Niemniej jednak, media mogą opublikować taką fotografię bez zgody jej autora, jeśli jej publikacja w związku z dochodzeniem karnym ma na celu udzielenie pomocy policji w znalezieniu osoby zaginionej - orzekł dzisiaj Europejski Trybunał Sprawiedliwości (sygnatura akt C-145/10).
Policja austriacka wykorzystała fotografie uprowadzonej w 1998 r. Nataschy K., wykonane przez fotograf E.M. Panier, do pomocy w jej poszukiwaniach.
W między czasie - do 2006 r. - pięciu wydawców prasowych opublikowało te fotografie w swoich gazetach i na stronach internetowych, nie wskazując jednak nazwiska ich autora. Dodatkowo kilka z tych gazet opublikowało, opracowany za pomocą obróbki komputerowej portret przypuszczalny, który przedstawiał, jak mógł zmieniać się wygląd twarzy dziewczynki na przełomie tych lat.
E.M. Painer uznała, iż opublikowanie tych fotografii naruszyło jej prawa autorskie i zażądała przed sądem austriackim zasądzenia odszkodowania oraz nakazania wydawcom prasowym zaprzestania rozpowszechniania tych fotografii bez jej zgody i bez podania jej nazwiska jako autora.
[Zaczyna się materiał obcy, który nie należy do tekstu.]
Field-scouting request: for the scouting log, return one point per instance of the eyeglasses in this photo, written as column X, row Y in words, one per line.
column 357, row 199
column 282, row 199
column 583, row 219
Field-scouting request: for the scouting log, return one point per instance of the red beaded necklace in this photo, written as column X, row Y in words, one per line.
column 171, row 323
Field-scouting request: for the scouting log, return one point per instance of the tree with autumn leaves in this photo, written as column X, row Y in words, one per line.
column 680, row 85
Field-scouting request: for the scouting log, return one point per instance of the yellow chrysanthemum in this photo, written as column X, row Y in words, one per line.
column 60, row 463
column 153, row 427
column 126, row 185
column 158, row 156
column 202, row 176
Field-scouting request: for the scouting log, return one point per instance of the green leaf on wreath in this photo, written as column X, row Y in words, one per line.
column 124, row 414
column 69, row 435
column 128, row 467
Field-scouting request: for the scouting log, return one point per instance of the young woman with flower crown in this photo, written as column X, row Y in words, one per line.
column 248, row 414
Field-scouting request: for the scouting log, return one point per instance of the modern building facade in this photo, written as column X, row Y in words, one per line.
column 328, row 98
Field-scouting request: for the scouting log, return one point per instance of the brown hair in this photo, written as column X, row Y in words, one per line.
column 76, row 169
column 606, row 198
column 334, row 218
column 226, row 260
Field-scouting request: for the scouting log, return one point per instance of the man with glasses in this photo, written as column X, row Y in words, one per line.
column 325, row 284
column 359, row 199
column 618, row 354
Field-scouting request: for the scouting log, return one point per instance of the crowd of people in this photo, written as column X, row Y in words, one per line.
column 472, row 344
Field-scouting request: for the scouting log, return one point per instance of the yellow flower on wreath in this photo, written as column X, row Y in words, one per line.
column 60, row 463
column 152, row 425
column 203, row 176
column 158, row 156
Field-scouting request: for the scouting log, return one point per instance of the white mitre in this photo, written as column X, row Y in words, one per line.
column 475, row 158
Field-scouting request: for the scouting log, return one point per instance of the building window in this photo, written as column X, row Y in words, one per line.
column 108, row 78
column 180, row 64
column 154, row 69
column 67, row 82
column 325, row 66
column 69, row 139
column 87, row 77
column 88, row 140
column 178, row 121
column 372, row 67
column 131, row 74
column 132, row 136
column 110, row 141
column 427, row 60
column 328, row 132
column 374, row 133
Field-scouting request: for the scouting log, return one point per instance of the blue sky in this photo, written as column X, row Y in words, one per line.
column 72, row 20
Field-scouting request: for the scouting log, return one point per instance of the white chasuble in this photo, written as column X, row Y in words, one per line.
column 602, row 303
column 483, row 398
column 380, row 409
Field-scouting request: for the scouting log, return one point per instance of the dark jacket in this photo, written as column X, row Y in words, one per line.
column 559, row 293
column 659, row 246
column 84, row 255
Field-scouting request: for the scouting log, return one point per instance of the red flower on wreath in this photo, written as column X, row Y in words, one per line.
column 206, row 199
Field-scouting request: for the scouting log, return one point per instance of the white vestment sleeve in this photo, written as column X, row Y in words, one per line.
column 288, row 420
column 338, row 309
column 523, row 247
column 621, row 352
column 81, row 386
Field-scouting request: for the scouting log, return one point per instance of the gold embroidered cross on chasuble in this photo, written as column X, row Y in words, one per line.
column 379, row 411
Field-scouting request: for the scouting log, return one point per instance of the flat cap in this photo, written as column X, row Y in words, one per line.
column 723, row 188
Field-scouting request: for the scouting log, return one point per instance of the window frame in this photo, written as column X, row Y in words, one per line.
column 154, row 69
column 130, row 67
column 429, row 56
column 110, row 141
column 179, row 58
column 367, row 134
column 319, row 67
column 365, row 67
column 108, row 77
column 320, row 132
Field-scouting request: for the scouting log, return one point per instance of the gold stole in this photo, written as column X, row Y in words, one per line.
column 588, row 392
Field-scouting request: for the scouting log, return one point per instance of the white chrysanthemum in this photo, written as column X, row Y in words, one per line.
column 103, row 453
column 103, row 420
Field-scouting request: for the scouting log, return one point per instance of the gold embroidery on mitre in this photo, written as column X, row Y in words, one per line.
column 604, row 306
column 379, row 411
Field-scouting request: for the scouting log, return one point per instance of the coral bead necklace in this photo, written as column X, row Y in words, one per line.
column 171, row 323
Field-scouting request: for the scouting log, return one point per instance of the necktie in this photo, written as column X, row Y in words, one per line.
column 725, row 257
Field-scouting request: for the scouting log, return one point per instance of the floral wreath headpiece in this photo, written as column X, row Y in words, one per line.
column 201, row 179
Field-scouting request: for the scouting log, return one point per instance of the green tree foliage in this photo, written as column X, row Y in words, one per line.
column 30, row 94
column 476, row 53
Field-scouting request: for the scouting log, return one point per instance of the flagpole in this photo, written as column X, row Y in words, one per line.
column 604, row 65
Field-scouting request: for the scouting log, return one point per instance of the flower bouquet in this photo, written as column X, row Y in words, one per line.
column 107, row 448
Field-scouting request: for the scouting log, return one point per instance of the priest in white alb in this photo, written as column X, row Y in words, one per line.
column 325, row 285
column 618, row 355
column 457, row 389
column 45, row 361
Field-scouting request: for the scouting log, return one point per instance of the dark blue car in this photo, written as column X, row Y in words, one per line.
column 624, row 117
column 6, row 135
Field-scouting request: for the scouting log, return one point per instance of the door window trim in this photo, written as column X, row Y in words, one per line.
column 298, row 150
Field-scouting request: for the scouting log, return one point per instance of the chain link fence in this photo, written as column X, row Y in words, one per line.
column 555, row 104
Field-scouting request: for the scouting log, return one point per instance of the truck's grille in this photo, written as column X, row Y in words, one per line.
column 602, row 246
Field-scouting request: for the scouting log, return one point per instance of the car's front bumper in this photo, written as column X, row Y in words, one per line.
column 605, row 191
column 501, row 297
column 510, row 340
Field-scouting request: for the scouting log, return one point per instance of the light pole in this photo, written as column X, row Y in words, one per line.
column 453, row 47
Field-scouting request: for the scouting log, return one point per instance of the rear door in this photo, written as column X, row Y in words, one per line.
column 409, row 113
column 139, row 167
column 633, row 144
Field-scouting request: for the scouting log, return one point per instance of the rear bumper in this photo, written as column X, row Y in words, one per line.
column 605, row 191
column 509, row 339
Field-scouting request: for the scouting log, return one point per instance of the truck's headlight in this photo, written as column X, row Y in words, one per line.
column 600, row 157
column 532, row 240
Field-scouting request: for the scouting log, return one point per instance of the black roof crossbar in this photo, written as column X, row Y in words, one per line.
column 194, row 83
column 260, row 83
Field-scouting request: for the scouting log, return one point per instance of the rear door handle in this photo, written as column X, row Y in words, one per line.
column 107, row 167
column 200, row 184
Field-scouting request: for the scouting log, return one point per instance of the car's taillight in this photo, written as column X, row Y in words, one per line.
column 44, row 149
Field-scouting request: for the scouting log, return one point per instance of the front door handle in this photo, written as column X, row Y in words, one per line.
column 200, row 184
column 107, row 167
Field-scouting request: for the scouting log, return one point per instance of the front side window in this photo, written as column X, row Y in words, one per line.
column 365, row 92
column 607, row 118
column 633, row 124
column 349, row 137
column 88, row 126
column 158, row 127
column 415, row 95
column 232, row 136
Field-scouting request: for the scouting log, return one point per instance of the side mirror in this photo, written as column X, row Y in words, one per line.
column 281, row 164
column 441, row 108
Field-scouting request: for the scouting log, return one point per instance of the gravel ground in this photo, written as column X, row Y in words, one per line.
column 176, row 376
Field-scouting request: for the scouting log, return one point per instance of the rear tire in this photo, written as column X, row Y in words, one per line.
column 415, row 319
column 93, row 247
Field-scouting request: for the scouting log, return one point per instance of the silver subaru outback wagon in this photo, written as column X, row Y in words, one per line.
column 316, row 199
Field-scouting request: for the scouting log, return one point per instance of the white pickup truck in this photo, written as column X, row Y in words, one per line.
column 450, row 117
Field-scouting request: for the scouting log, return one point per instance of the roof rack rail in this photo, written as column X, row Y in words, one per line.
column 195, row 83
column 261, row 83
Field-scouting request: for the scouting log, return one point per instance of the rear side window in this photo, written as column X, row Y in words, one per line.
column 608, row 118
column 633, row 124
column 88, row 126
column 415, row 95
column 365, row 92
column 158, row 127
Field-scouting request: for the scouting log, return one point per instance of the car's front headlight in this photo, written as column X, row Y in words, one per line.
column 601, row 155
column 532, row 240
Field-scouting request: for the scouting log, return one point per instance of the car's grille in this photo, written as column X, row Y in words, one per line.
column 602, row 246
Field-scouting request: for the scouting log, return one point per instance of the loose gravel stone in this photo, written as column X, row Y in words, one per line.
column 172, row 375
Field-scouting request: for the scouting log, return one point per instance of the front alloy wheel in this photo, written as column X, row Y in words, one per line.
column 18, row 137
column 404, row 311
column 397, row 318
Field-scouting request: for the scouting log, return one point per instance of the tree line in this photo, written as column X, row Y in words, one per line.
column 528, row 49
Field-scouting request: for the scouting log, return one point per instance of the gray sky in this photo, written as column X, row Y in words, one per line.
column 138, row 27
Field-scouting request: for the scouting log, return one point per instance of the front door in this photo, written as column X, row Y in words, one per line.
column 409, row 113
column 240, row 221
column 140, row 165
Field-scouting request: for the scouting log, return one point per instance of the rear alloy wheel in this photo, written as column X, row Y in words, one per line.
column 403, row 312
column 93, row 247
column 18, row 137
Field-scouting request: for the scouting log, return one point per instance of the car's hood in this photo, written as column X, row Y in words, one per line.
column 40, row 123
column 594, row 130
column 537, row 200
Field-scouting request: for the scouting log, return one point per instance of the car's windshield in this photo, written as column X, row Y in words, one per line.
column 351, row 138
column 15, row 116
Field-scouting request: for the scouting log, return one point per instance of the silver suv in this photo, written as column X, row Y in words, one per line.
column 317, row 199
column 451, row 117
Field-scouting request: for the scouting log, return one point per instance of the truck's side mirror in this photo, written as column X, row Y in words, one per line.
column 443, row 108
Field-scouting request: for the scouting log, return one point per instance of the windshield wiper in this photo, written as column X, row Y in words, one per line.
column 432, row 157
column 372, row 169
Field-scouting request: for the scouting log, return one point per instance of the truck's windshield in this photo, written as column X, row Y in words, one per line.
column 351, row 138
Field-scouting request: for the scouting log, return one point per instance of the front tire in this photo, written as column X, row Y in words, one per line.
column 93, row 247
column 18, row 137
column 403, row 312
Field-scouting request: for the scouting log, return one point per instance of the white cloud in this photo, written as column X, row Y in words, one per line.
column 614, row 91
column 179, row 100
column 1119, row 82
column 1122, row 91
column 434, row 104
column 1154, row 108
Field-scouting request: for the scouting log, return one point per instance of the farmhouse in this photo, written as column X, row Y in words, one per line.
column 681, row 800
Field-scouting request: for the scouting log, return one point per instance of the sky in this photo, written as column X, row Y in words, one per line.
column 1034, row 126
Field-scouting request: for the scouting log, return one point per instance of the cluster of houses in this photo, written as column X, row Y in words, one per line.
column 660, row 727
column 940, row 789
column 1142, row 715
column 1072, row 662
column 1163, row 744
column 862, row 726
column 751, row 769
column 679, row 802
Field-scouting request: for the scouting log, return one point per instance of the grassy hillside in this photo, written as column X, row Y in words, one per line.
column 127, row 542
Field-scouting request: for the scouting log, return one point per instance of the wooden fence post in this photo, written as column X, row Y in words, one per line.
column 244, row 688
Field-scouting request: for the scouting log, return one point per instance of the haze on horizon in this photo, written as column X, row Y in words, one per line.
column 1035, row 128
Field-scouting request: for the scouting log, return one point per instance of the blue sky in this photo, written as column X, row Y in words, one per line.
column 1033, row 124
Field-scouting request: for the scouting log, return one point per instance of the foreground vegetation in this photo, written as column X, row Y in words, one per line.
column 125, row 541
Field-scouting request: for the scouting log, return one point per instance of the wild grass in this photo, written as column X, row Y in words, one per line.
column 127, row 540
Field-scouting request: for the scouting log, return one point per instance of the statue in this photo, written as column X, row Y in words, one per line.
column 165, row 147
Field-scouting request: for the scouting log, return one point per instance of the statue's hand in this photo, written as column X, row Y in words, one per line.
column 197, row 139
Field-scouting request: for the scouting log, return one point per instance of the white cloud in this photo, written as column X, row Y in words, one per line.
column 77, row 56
Wiedeński sąd handlowy, przed którym toczy się spór, zwrócił się do Trybunału Sprawiedliwości z pytaniem, czy prawo Unii przyznaje słabszą ochronę na podstawie prawa autorskiego fotografiom portretowym ze względu na to, że są one „realistyczne" i charakteryzują się ograniczoną możliwością inwencji twórczej. Ponadto na jakich warunkach takie fotografie mogą być używane przez media bez uzyskania zezwolenia ich autora na potrzeby dochodzenia karnego.